Let $M \geq 1$, and $N=2^M$. Let $a_1, \dots, a_N$ be the set of all the numbers that you get when forming all square-free products of the first $M$ primes.

For example, for $M=2$ and $N=4$ you get $\{a_1, a_2, a_3, a_4\}=\{1,2,3,6\}$.

The question is: Find a good upper bound for the sum $$ \sum_{1 \leq m \neq n \leq N} \frac{1}{|\log a_m/a_n|}. $$ I want to find an upper bound for this sum which is polynomial in $N$. (From the maximal size of $a_n$ on can quite easily deduce an upper bound of size roughly $\exp(\log N \log \log N)$, which does not help me. It really has to be polynomial in $N$.)

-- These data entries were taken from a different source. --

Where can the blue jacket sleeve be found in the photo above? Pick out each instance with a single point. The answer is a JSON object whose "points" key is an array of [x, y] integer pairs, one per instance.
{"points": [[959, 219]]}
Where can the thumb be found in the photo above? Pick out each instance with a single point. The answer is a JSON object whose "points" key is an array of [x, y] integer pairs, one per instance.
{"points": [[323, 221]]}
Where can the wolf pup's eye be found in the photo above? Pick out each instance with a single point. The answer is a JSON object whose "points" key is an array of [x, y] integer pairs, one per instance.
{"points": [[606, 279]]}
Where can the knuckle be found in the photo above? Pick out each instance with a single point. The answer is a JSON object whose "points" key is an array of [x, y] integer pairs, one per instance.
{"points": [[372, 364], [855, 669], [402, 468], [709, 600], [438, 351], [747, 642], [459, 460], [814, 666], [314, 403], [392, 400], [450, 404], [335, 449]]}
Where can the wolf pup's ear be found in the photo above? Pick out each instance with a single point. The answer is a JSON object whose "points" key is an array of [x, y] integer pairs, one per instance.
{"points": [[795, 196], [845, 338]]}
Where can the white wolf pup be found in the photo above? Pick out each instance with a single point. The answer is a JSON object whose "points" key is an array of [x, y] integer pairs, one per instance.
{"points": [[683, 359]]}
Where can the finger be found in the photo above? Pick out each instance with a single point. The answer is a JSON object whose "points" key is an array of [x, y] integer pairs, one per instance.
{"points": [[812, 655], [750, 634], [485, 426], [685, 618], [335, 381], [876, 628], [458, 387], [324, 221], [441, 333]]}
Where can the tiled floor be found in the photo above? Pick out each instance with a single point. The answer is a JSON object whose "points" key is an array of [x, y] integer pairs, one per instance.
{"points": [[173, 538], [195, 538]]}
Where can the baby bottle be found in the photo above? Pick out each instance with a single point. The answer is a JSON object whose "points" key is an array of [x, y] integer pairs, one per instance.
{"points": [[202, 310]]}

The problem turns up in the context of proving an upper bound for $$ \int_0^T \sum_{1 \leq m,n \leq N} \cos(t (\log a_m/a_n))~dt, $$ where $T$ is of size $N^\beta$ for some (arbitrary, but fixed) exponent $\beta$. Evidently, the terms for which $n=m$ contribute $TN$. If for a single summand we have $n \neq m$, then the integral is $$ \frac{\sin (T (\log a_m/a_n))}{\log a_m/a_n} \leq \frac{1}{|\log a_m/a_n|}. $$ The question is, whether the $TN$ from the terms with $n=m$ is the dominant contribution, or whether the other terms can be significantly larger. Thus a small number of pairs $m,n$ for which $a_m/a_n$ is very close to 1 is no problem, since the integral is always bounded by $T$. That means, $cN$ terms for some constant $c$ may be discarded from the sum.

The problem is somewhat related to Baker's theorems on linear forms of logarithms, etc. (which is not strong enough to get something here). However, the setting here is quite specific, so maybe someone has a good idea.